IGF 2020: Aiming for AI explainability: lessons from the field. Summary of the session

7 min. read

AI systems will soon determine our rights and freedoms, shape our economic situation and physical wellbeing, affect market behaviour and natural environment. With the hype for ‘problem-solving’ AI, claims for (more) accountability in this field are gaining urgency.

On the other hand, one of recurrent themes in AI discussions is what – for the purpose of this session – we called “the black box argument”. It is often argued that the logic of most sophisticated (and allegedly most efficient) AI systems cannot be explained and we simply have to accept that; that explainability would come at the price of stalling progress in developing successful AI applications.

In this session we reflected on the value and implication of demanding AI, especially for those AI systems that have serious impact on individuals and the society. At the outset of the discussion we noted that explainability is only one of the demands formulated by those who advocate for responsible AI and it should not be seen as a goal in itself.

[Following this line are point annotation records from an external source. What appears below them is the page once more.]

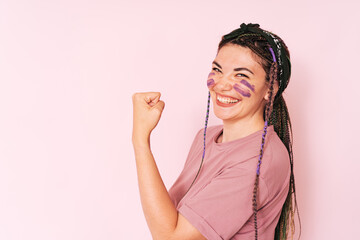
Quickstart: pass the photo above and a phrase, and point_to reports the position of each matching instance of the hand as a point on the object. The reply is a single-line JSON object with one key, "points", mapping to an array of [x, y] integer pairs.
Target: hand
{"points": [[147, 109]]}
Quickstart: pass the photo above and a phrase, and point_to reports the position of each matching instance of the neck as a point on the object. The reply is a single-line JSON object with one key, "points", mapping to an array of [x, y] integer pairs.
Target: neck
{"points": [[233, 130]]}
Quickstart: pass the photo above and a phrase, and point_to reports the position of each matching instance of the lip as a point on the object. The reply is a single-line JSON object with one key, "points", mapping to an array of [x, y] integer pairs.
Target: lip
{"points": [[226, 104]]}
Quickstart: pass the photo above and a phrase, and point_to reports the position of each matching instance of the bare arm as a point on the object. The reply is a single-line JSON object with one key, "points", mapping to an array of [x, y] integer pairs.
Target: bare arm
{"points": [[162, 218]]}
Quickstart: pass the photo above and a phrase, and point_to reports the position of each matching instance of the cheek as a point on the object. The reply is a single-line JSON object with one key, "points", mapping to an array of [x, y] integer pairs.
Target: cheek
{"points": [[210, 82], [243, 91], [247, 84]]}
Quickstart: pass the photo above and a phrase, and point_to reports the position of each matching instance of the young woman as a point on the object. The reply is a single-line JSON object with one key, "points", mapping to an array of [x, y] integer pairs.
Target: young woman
{"points": [[222, 193]]}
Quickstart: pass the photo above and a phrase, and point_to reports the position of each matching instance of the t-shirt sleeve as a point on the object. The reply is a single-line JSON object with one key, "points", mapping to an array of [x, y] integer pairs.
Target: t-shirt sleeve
{"points": [[223, 206]]}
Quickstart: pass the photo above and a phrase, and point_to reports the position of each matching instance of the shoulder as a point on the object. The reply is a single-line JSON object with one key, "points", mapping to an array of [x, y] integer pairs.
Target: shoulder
{"points": [[210, 131]]}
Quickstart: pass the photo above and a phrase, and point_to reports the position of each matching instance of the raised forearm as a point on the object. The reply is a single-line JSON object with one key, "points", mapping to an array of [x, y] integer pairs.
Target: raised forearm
{"points": [[160, 212]]}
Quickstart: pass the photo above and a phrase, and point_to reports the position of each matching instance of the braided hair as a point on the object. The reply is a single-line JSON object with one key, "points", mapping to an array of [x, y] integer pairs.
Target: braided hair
{"points": [[273, 55]]}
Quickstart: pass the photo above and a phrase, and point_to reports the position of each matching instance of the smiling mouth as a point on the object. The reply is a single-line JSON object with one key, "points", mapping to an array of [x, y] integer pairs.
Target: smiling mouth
{"points": [[226, 99]]}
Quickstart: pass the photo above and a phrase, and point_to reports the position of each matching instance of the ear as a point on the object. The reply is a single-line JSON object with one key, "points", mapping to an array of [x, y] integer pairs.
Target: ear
{"points": [[275, 89]]}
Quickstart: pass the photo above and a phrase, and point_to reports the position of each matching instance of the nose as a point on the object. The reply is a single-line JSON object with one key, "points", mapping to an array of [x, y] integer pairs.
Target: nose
{"points": [[223, 84]]}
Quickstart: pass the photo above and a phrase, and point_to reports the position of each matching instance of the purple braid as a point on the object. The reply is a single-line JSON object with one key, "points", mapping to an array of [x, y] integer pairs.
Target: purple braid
{"points": [[202, 159], [268, 109]]}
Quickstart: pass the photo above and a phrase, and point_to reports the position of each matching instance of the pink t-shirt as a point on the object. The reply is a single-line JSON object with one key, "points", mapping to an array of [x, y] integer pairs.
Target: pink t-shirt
{"points": [[219, 204]]}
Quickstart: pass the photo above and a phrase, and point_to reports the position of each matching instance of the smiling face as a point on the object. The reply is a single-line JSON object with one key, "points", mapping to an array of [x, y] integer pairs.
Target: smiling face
{"points": [[237, 84]]}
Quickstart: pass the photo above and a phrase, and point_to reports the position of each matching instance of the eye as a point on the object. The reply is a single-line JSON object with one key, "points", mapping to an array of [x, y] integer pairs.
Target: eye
{"points": [[216, 69], [242, 75]]}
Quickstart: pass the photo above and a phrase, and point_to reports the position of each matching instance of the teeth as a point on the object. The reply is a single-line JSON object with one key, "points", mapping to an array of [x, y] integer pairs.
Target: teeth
{"points": [[226, 100]]}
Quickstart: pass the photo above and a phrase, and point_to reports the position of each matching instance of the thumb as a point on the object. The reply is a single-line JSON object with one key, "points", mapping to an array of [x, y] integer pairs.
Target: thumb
{"points": [[160, 105]]}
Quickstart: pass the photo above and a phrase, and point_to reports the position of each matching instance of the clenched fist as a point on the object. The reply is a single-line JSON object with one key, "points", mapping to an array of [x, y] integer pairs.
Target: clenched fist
{"points": [[147, 109]]}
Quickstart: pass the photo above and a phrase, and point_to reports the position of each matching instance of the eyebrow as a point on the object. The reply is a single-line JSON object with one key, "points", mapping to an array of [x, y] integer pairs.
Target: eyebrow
{"points": [[235, 69]]}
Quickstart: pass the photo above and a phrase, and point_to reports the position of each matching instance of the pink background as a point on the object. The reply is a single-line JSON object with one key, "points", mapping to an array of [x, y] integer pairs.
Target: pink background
{"points": [[67, 73]]}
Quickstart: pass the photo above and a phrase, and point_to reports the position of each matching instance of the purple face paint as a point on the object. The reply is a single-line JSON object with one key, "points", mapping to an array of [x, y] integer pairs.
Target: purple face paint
{"points": [[245, 93], [210, 82], [246, 83]]}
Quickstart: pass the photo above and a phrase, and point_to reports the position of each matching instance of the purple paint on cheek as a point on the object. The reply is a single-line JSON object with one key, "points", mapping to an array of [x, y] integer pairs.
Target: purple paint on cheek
{"points": [[210, 74], [210, 82], [245, 93], [246, 83]]}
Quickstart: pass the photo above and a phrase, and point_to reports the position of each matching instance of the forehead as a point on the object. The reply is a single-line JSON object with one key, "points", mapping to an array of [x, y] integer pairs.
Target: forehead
{"points": [[231, 56]]}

[Explanatory note: in scientific debate "explainability" is understood as an active feature of a learning model describing the processes undertaken by the learning model with the intent of clarifying the inner working of the learning model. It is related to the notion of an argument or explanation where there is an interface between the user and the decision-maker (see)

During the session we discussed explainability in a broader sense, as a set of demands made by various stakeholders (incl. researchers, data scientists and civil society orgs) towards machine learning models in order to increase their accountability. In this broad sense the demand for "AI explainability" includes:

  • interpretability of individual decisions
  • interpretability of AI model
  • transparency with  regard to the purpose of the system, input data, training methods and key decisions taken in the training process
  • availability of documentation, which should include results of tests performed to check the robustness and other key features of the system.

The session was composed of interviews with invited speakers (first half) and open, moderated discussion (second half). We discussed the following topics and made the following arguments:

Practical approach to explainability: how can it be achieved?

While there are test and edge cases for hardware and software, there is no "testing standard" for AI. Speakers agreed that responsibility of the impact of AI systems needs to start inside of organisations that produce them. AI system developers should perform tests to detect potential flaws and risks ("surface unintended consequences" – Hong Qu), before implementation and they should make results of these tests public (e.g. using the model cards framework).

AI can have significant impact on society, not only on individuals. In order to capture this impact we need to designing different types of explanations (ICO proposed this framework in their guidance on explainability). It is also advisable to separate local vs global explainability, e.g. for a single decision (“why it has been reached and what can I do about that”) vs the entire system (understanding how the model functions, whether it discriminates certain groups, whether it is biased etc). We must take a human-centred design approach to monitor for disparate impact which harm real people, and second order externalities that might affect vulnerable populations.

The most important aspect to be explained is not technical, but rather political: what is the purpose of the system and what are its success factors ("this is often the most striking blind-spot" – Hong Qu).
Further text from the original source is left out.